Though humor is the device used most frequently to get a point across, the strength of a number of these ads is in how gorgeous they are to look at, whether in the deliquescent way the camera caresses the contours and surfaces of a BMW, or in how darkly lush and shimmering Ireland looks in a tourist ad--you can almost smell the fecundity of its landscapes as they softly unfold before the eye. Whitney Huston has just the right buoyancy and vocal panache to offset the elaborate techno-pop atmosphere of her Diet Coke spots. And the angelic purity of those boys’ choral voices in Kodak’s “True Colors” ad is every bit as touching now as they were when we first heard them during the Seoul Olympics.

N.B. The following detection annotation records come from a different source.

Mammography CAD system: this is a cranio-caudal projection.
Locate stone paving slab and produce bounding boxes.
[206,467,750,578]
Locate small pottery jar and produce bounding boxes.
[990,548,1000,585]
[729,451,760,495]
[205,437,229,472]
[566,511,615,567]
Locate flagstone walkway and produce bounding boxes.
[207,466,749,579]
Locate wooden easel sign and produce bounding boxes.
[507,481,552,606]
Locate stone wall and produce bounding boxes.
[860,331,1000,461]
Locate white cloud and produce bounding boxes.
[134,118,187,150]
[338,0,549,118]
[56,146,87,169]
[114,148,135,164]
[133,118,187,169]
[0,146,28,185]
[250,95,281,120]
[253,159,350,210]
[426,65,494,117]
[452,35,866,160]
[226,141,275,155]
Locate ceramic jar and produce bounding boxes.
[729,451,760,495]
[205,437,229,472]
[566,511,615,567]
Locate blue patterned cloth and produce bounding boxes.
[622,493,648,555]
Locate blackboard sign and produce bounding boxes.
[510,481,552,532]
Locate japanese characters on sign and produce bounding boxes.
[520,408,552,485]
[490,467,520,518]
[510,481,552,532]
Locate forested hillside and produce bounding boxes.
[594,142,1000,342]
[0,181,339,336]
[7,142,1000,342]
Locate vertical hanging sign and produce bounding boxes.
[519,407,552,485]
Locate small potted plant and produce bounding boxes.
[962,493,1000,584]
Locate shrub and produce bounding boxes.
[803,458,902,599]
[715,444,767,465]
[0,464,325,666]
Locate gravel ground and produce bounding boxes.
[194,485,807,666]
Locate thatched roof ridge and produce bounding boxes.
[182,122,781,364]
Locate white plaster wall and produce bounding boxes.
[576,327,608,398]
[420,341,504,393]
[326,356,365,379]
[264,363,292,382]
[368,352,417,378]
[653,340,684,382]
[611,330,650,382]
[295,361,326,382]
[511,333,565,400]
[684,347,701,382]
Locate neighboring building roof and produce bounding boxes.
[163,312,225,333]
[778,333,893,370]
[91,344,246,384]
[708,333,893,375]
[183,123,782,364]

Even while we can appreciate the dexterity, technical assurance and innovativeness of a lot of these ads, it’s a little grim to realize to what degree we’re forever being caught up in these swift rites of manipulation, and how inescapable and ubiquitous is the sales pitch in the modern world. To sit through a program dedicated purely to commercials is to feel a perverse satisfaction: This is what television is about; this is what television does best. These ads are a kind of TV haiku where the medium is indeed the message and the message is always about sales.

There is the occasional startling exception, here expressed in the public service ad. A Marlboro-Man type out on the range lights up a cigarette and doubles over in a coughing jag; the sardonic narrative says, “No wonder the cowboy is a dying breed.” In a Third World Charity spot, a towheaded British lad descends into a public lavatory and drinks out of a filthy toilet bowl. The narrator intones, “Five million children die in the Third World from drinking water polluted with feces. . . . If you don’t mind little black children drinking out of a toilet, you won’t mind little white children drinking out of a toilet either. Or is there a difference?”

The subtlety and visceral power of this ad shows us that we can question the aims of some if not most commercials, but not their power to coerce.